Morro Santa Terezinha vai ganhar elevador

Em maio passado, a Prefeitura de Fortaleza e o Governo do Estado entregaram a primeira parte do projeto

A segunda fase das intervenções urbanísticas deve começar em outubro. Além de conter a encosta e oferecer espaço de lazer e interação, um elevador de plano inclinado deve ser implantado ao lado da escadaria principal ( Foto: Fabiane de Paula )
01:00 · 06.08.2018 por João Lima Neto - Repórter
O Morro Santa Terezinha deve receber, em outubro, a segunda fase das intervenções urbanísticas da região. Conforme a Prefeitura de Fortaleza, em licitação publicada no Portal de Compras do Município, as obras devem conter a encosta para evitar deslizamentos e oferecer à população espaço de lazer e interação. O investimento é de R$ 2,9 milhões. Como justificativa para as ações, o Município pontua o impacto das últimas chuvas. A novidade é que o projeto inclui a construção de um elevador de plano inclinado para facilitar a acessibilidade ao espaço.

Em 2015, após chuvas intensas, parte do Morro Santa Terezinha sofreu com deslizamentos das encostas. Como solução, a Prefeitura, com o Programa de Drenagem Urbana (Drenurb), realizou ação emergencial de contenção das encostas, com melhorias no sistema de drenagem de águas pluviais, rede de esgoto e reforço de estacas e fundações do muro de contenção. 

Obras

“Essa etapa tem como foco trazer infraestrutura de turismo e lazer para a já requalificada região, com a implantação de quiosques e mobiliário urbano. Conta também com um equipamento para acessibilidade, a ser instalado ao lado da escadaria principal, uma cabine que corre no trilho para levar as pessoas do nível inferior do morro à praça na parte superior”, explica a titular da Pasta de Infraestrutura do Município, Manuela Nogueira. 

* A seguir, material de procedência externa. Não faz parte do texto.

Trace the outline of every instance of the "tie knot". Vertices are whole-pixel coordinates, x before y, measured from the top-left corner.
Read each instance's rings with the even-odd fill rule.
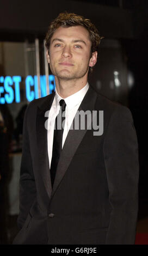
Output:
[[[65,111],[66,106],[66,104],[65,102],[65,100],[60,100],[60,101],[59,101],[59,105],[61,107],[62,111]]]

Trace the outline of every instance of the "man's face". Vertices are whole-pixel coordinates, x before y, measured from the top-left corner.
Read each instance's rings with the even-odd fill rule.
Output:
[[[97,60],[97,52],[91,53],[89,32],[81,26],[60,27],[51,39],[47,60],[51,71],[63,80],[87,77],[89,66]]]

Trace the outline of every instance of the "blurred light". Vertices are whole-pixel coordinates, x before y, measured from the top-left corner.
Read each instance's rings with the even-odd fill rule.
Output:
[[[119,76],[119,72],[117,71],[114,71],[114,83],[116,87],[119,87],[121,85],[121,82],[119,79],[118,76]]]
[[[100,90],[101,89],[101,87],[102,87],[102,83],[101,83],[101,82],[100,81],[97,81],[97,82],[96,82],[96,87],[97,87],[97,88],[99,90]]]
[[[127,75],[127,83],[130,88],[133,87],[134,83],[134,79],[133,74],[129,71]]]

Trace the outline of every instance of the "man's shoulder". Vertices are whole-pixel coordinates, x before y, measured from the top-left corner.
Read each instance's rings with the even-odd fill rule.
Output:
[[[131,112],[128,107],[121,103],[109,99],[107,97],[103,95],[94,89],[97,94],[97,98],[95,103],[95,109],[96,110],[103,110],[104,114],[108,117],[112,114],[124,115],[130,115]]]

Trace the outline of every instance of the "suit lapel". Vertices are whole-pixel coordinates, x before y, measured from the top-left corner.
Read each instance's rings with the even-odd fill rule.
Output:
[[[96,93],[89,87],[78,111],[92,111],[97,97]],[[87,132],[85,127],[84,130],[70,130],[66,138],[61,155],[59,159],[51,198],[61,182],[79,144]]]
[[[54,95],[54,93],[48,95],[43,102],[38,106],[36,115],[38,169],[41,172],[41,176],[49,197],[51,194],[52,186],[48,155],[47,130],[45,127],[48,115],[45,117],[45,114],[50,109]]]

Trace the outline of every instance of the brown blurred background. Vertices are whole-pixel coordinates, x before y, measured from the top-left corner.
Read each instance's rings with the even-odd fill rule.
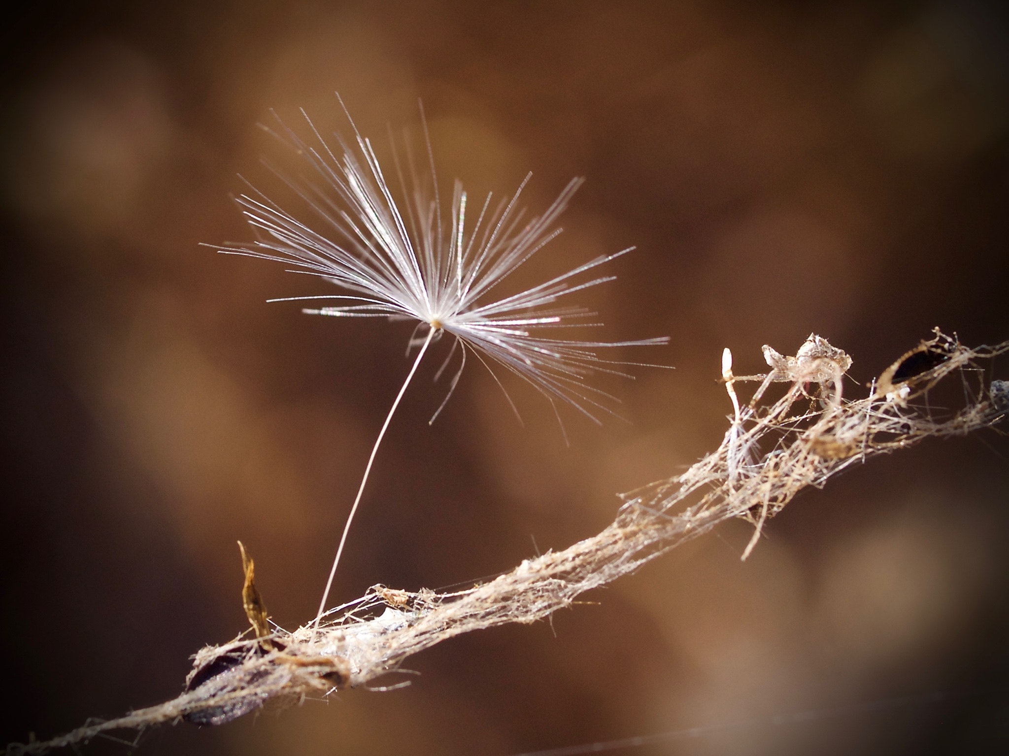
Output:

A obra divide-se em execução do complemento dos Projetos de Paisagismo e Urbanismo, abrangendo o plantio de espécies, execução do campo de futebol, de passeios em piso intertravado e seu respectivo meio-fio no entorno, restauração do anfiteatro, implantação de equipamentos de ginástica e brinquedos infantis, bancos, lixeiras, um deck de madeira e um sistema funicular para garantir a acessibilidade, principalmente de usuários com necessidades especiais à parte elevada.

Problemas

A região sofre com ocupação urbana antiga e bastante populosa, sendo realizada de forma desordenada e rápida, tornando-a uma área de risco, por apresentar moradias mais simples e sem infraestrutura adequada de saneamento básico e água tratada. 

Na avaliação do professor do Departamento de Geografia da Universidade Federal do Ceará (UFC), Jeovah Meireles, as intervenções são positivas, desde que realmente haja utilização adequada do espaço. “Tudo era um grande campo de dunas. Ali caíam verdadeiras cascatas de areia. Havia uma engorda da praia de forma natural. Com o início da construção do Porto do Mucuripe, o morro começou a ser fixado. Aquela faixa de areia que tinha se transformou em zona de risco. Com o tempo, o Morro foi transformado em uma elevação de muitos sedimentos arenosos. Esse serviço ambiental deixou de existir”, informa.

O professor explica ainda que o turismo pode ofertar um novo poder econômico aos moradores. “Abre a possibilidade de uma inserção econômica e acessibilidade para a população. Entretanto, todas essas relações precisam ser, de fato, fundamentadas para uma nova cultura de lazer, educação e inserção econômica daquela população sem concentração de renda. Existiam vários restaurantes que só pessoas de maior poder econômico tinham acesso. O turismo se apropria desses espaços em nível extremamente elevado, causado pela mercantilização, o que afasta diversos grupos sociais”. 

Requalificação

Em maio, foi entregue a primeira parte do projeto. Foram construídos dois muros de contenção, sistema de drenagem, com orçamento de R$ 12,6 milhões para a primeira parte da obra.